Device and Study Background

So GPX is a liquid embolic agent, a new liquid embolic agent. As we know, embolization is rapidly expanding in its applications, and liquid embolic agents have some particular applications. They particularly embolize peripheral vasculature extremely efficiently. This is a new embolic that has some specific advantages compared to the current liquid embolic technologies that we have.

GPX Embolic Agent

So GPX is a polymeric embolic agent and it's simply prepared by using two 1 ml syringes, rapidly agitating between the two 1 ml syringes to form a solution that has the tantalum, which makes it very radiopaque, suspended in the solution. And then that 1 ml syringe can be directly connected to your microcatheter of choice. The agent forms a solid by ionic bonding when it gets into the blood system. And so it will form a solid material that penetrates very distally. Some of the key features, I think, of this agent are it's very easily prepared. It can be used with a whole range of microcatheters including small microcatheters 2.0 French. It's very visible because of the tantalum. And because of that, you can inject it very safely and not get non-target embolization. It's non-adhesive, so it doesn't stick to the catheter. So you can withdraw the catheter and reposition. And it penetrates very distally, so you get profound embolization.

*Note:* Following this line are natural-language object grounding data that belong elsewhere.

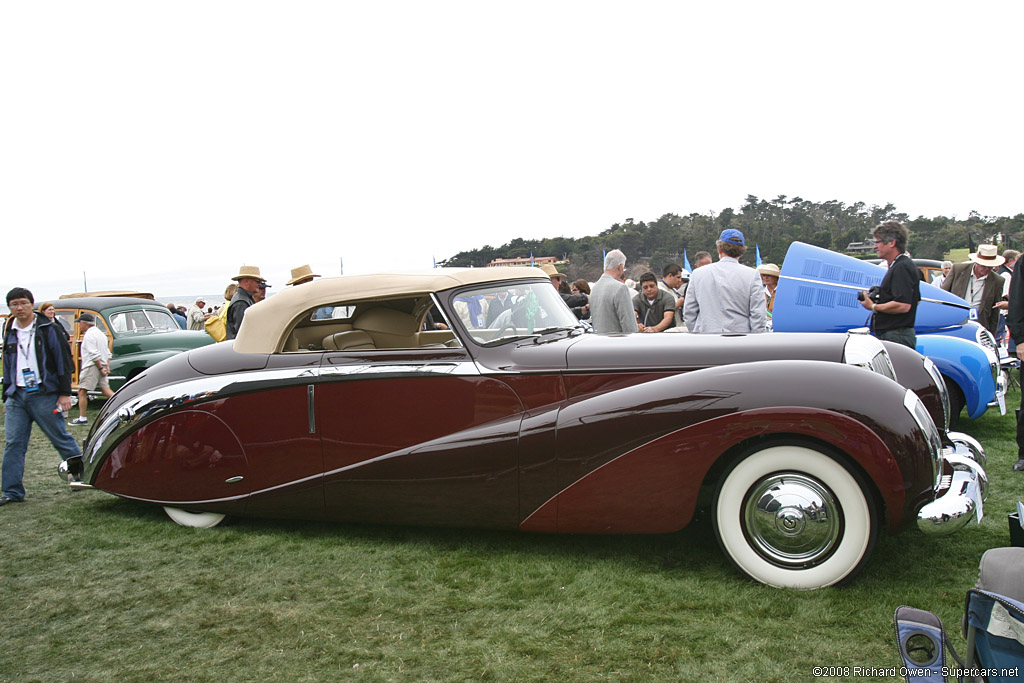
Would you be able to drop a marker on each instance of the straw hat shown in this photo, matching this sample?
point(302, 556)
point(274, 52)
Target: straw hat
point(300, 273)
point(248, 271)
point(987, 255)
point(552, 270)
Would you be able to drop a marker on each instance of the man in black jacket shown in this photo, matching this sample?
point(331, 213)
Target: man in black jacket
point(249, 281)
point(895, 310)
point(37, 368)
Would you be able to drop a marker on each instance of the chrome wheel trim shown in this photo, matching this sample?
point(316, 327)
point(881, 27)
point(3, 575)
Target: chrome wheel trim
point(855, 537)
point(793, 520)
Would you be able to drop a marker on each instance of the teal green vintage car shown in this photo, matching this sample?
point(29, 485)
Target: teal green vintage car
point(141, 333)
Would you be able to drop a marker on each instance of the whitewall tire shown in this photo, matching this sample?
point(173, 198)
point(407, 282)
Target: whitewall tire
point(794, 517)
point(195, 519)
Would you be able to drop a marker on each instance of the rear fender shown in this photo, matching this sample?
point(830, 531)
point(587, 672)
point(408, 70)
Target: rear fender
point(633, 460)
point(965, 363)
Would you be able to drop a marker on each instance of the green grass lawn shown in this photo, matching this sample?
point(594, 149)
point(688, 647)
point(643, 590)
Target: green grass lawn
point(94, 588)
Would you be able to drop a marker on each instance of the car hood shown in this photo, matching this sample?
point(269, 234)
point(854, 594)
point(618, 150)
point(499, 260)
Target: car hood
point(181, 340)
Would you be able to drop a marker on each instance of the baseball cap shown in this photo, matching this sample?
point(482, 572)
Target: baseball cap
point(731, 235)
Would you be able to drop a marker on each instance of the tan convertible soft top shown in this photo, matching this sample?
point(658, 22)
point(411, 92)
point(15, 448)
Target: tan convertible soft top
point(267, 322)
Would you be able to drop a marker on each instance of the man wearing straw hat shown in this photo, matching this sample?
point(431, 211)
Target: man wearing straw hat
point(975, 282)
point(301, 275)
point(249, 281)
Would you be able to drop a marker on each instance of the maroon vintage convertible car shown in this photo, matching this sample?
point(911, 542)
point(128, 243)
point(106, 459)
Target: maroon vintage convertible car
point(335, 402)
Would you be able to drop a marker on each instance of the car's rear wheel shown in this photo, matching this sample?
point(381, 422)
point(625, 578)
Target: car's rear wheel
point(793, 516)
point(194, 519)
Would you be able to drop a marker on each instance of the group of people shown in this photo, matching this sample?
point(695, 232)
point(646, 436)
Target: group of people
point(718, 297)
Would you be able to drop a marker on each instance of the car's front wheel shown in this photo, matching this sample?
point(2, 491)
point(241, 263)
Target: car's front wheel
point(194, 519)
point(793, 516)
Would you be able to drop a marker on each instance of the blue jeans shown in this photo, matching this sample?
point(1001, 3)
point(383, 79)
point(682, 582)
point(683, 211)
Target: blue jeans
point(20, 411)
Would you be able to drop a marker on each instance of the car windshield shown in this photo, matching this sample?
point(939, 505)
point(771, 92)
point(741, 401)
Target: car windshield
point(495, 313)
point(142, 321)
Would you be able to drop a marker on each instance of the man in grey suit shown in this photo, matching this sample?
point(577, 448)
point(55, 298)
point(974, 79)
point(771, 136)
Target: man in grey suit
point(726, 296)
point(610, 303)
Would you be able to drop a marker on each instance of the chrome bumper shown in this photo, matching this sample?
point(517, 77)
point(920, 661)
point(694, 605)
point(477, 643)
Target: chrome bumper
point(967, 492)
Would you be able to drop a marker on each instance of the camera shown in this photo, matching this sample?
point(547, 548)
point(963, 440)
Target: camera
point(871, 294)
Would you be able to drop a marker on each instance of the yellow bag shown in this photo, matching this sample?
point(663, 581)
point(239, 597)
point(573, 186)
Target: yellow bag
point(216, 326)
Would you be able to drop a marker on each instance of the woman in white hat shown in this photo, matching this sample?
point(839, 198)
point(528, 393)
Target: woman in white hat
point(769, 278)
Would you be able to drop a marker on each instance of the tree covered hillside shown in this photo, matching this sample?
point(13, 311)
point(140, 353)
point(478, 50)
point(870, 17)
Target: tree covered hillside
point(772, 224)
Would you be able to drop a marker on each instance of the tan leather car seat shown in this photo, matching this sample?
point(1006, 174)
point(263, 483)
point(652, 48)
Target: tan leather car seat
point(353, 340)
point(389, 328)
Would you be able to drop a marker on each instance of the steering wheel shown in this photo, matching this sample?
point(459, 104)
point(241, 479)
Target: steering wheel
point(508, 326)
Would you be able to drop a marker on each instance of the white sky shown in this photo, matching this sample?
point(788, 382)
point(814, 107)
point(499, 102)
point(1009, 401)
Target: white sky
point(160, 145)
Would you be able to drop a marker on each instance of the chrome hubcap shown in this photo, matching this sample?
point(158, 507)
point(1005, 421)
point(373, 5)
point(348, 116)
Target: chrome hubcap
point(792, 520)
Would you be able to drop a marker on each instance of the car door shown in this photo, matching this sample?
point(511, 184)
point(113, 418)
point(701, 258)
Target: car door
point(417, 436)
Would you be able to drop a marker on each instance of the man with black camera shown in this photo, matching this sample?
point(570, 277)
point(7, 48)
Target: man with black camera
point(894, 307)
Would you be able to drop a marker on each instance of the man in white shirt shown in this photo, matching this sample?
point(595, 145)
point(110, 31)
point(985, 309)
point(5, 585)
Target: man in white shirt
point(95, 366)
point(727, 296)
point(674, 281)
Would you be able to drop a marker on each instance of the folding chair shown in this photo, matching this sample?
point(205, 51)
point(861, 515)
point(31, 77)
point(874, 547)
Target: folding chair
point(993, 628)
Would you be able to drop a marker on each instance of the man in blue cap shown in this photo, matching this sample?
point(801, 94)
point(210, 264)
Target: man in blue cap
point(727, 296)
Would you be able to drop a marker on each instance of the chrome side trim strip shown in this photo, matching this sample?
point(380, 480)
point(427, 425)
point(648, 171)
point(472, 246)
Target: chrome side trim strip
point(311, 408)
point(453, 368)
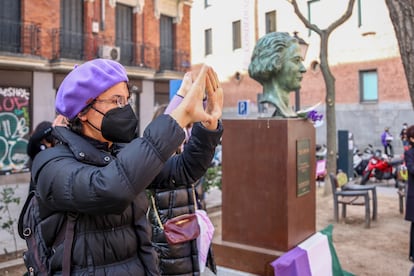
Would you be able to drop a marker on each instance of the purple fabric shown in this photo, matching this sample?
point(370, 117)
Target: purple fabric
point(292, 263)
point(86, 82)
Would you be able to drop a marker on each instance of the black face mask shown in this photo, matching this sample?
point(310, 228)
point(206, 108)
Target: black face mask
point(118, 124)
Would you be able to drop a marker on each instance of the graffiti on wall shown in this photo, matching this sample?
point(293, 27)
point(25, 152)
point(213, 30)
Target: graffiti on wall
point(14, 128)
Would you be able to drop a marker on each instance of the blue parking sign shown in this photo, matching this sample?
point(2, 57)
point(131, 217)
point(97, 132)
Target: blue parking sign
point(243, 108)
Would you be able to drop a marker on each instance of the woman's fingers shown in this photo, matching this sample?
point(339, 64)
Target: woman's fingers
point(185, 85)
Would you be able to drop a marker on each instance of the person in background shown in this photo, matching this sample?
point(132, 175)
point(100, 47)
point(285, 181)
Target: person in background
point(178, 259)
point(409, 213)
point(403, 136)
point(100, 170)
point(386, 140)
point(39, 140)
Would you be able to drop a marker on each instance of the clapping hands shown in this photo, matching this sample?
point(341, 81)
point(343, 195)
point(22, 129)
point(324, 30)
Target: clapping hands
point(191, 109)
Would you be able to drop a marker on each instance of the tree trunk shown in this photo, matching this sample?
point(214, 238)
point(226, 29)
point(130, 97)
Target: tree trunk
point(402, 17)
point(329, 84)
point(331, 136)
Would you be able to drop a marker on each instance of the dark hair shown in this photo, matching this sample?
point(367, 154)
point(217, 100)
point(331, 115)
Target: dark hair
point(410, 134)
point(75, 124)
point(43, 131)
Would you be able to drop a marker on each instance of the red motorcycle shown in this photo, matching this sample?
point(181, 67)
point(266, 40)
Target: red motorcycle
point(381, 167)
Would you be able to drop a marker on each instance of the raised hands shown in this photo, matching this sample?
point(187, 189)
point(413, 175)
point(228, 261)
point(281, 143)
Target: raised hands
point(191, 108)
point(214, 99)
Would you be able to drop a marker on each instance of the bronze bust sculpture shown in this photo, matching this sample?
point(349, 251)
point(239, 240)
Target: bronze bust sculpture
point(277, 65)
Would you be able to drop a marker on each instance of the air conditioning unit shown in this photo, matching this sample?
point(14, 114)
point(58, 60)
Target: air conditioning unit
point(110, 52)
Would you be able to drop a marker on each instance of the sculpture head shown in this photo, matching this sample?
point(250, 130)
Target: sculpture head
point(276, 63)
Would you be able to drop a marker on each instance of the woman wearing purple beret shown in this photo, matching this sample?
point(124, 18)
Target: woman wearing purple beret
point(99, 169)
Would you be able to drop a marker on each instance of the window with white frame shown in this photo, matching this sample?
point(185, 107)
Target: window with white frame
point(368, 83)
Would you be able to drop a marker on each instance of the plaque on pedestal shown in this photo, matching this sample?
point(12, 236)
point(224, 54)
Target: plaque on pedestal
point(268, 191)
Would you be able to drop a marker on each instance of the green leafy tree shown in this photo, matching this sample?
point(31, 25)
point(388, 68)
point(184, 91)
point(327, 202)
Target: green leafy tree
point(329, 81)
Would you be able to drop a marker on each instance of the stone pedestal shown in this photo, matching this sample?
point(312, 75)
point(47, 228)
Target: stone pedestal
point(268, 191)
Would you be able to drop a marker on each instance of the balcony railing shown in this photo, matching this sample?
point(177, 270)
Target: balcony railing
point(86, 46)
point(28, 38)
point(18, 37)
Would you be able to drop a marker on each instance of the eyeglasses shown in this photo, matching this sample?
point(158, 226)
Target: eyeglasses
point(118, 100)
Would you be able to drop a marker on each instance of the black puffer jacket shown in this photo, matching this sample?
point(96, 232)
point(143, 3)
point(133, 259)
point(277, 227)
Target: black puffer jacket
point(107, 190)
point(179, 259)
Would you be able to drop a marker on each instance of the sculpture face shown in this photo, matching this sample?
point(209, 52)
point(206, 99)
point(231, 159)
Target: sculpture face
point(290, 75)
point(277, 64)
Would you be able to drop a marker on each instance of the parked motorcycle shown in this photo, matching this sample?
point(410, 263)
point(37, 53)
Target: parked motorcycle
point(382, 168)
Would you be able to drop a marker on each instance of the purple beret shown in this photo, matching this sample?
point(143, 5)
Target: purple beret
point(85, 83)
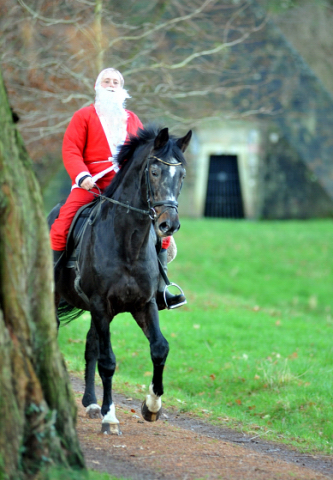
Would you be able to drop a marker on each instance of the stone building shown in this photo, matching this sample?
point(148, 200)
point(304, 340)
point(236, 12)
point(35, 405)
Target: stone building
point(277, 164)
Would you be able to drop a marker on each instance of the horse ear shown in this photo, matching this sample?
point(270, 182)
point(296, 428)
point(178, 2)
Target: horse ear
point(161, 139)
point(183, 142)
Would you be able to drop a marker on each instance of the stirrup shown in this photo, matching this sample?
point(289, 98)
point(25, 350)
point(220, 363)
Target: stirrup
point(181, 293)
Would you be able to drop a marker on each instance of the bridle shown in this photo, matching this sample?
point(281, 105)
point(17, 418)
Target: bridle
point(151, 212)
point(166, 203)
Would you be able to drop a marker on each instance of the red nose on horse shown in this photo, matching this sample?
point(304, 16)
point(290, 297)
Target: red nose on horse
point(116, 267)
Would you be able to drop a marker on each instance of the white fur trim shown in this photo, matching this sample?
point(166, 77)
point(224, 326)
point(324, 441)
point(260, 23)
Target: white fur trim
point(153, 402)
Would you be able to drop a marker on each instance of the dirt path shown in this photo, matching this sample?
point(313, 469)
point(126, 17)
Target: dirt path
point(182, 447)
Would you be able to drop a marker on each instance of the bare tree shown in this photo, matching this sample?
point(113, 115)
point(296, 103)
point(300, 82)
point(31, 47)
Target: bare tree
point(37, 410)
point(175, 57)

Study Design and Patient Population

So this first-in-human trial is performed at two centres in New Zealand, Auckland hospital and Christchurch hospital. And we're focused on treating arterial lesions, hypervascular lesions with a tapering distal circulation, but also portal venous anatomy. What we require is vascular anatomy that tapers distally. The common indications that we've used this so far are benign and malignant vascular tumours such as renal angiomyolipomas, renal cell carcinoma, hypervascular metastases, and also portal vein embolization to induce hypertrophy in the contralateral lobe.

Key Results

So the key results are safety and efficacy endpoints. If we deal with the efficacy endpoint, the primary endpoint is acute occlusion of the target artery. To date, we've treated 14 patients for the indications I discussed, and we've seen early complete occlusion in 100% of cases. And those that have been followed up, we've seen no evidence of re-canalization and we've seen very profound distal penetration of the embolic agent. In terms of safety, the safety endpoint is at one month, device-related serious adverse events. We've only seen that in one of the 14 patients. Actually, it was because she had such profound embolization of a large angiomyolipoma, she had prolonged hospital admission. That qualified as a serious adverse event, but she fully recovered and had an excellent clinical response.

Conclusions

So I think the GPX embolic agent from from Fluidx is really a significant advance in liquid embolic agents. I spoke of the advantages, distal penetration, excellent radio opacity with the ability to avoid non-target embolization. We've only touched on some of the arterial applications. I think there's a lot more work to do with further trials to look at more extensive applications of this product. But it's certainly an exciting addition to the embolic portfolio for interventionalists.

Next Steps

So, following this first-in-human trial, the next step is to roll into a much larger US IDE-approval trial. So that'll obviously be a multicenter trial primarily in the US, but perhaps with some OUS centres, such as Auckland, also involved.